I just dont understand, what makes the "COC" so perfect. I always heard of there being too liberal of congregations. Well there is such a thing as too conservative too. Any words of enlightenment.

How cool is this


He had it right when he sung, "Suprise Your New Love Has Arrived..." I just love George Strait. It wasn't out of the Blue, Clear Sky though!

Just look at this picture. Isn't it great. Let me introduce my small blogging world to Olivia. She will finally be sleeping in her cute room (decked out with custom paintings) this weekend. We are so happy for her.

Throughout their long journey, there were months of anxious moments and tears of frustration. It was OK. It's hard to understand the big picture when your "hut is burning" (see a previous post). I am convinced God delayed things in their adoption journey knowing that Olivia was waiting for her mom and dad to pick her up halfway across the world.

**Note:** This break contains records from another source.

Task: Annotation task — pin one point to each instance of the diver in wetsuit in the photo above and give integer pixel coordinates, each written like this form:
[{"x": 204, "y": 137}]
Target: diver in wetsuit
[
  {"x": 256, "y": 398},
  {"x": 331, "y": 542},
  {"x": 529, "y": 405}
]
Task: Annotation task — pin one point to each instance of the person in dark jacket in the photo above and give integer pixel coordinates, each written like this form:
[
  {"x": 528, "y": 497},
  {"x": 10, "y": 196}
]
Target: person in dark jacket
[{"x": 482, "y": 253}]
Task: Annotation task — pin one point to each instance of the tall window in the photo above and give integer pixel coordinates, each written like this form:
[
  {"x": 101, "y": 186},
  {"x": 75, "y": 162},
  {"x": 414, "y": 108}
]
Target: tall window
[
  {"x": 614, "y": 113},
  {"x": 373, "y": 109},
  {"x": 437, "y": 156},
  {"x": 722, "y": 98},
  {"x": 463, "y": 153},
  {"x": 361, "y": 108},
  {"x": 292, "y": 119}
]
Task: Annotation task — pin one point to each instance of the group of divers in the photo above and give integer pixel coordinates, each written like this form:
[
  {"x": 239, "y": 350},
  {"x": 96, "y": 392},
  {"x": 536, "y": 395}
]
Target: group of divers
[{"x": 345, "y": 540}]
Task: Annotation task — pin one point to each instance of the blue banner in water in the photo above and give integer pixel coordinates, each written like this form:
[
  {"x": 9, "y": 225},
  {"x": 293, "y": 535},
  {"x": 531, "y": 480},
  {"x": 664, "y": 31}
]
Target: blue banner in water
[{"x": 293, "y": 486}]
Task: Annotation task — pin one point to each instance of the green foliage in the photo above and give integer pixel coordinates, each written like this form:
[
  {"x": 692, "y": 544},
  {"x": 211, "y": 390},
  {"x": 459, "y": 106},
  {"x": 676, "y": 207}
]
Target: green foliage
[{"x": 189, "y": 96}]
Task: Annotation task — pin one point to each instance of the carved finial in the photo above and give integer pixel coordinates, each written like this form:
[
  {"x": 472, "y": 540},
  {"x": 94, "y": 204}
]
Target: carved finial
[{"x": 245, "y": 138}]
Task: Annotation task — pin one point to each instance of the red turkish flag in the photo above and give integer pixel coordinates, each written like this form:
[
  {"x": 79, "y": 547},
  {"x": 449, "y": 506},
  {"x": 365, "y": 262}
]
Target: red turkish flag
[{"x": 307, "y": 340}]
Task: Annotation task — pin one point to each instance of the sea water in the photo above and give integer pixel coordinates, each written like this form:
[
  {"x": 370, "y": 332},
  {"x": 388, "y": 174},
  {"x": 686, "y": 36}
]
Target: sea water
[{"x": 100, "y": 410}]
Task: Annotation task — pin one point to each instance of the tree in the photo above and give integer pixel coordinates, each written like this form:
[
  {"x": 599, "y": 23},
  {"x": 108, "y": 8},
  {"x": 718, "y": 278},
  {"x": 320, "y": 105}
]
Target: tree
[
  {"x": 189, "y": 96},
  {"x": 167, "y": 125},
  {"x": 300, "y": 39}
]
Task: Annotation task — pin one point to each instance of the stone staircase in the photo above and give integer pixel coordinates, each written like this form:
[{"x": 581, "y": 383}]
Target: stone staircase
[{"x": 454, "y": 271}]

When the 4 of us were having lunch in December, I tried to explain to Olivia's mom and dad, through my awkward and teary silence what they now know about how the frustration simply melts away when you hold your child for the first time. When you are finally a family united. If I try and voice my feelings about my first experiences with Benny, my throat clamps shut and my tear ducts open up. Holding your baby that first week affects your life from that point on.

Have a safe flight back from China.

Since we are speaking to a group of prospective adoptive families on Saturday, I better practice not tearing up. After all, there's a free lunch in the deal.

Monday, January 16, 2006

two halves


There was a slight drizzle tonight. Not to be undeterred, we bundled Benny up and donned our jackets to go stroller jogging. With the Georgetown to Idaho Springs 1/2 marathon looming around the corner in August, I need to get on the stick!

Good news. With the new Korean adoption regs coming out in February, they are placing emphasis on adoptive parents who are Korean in heritage. The wait is 1/2 the normal time. This is great. To space our kids apart, we can have more 1 on 1 time with Benny.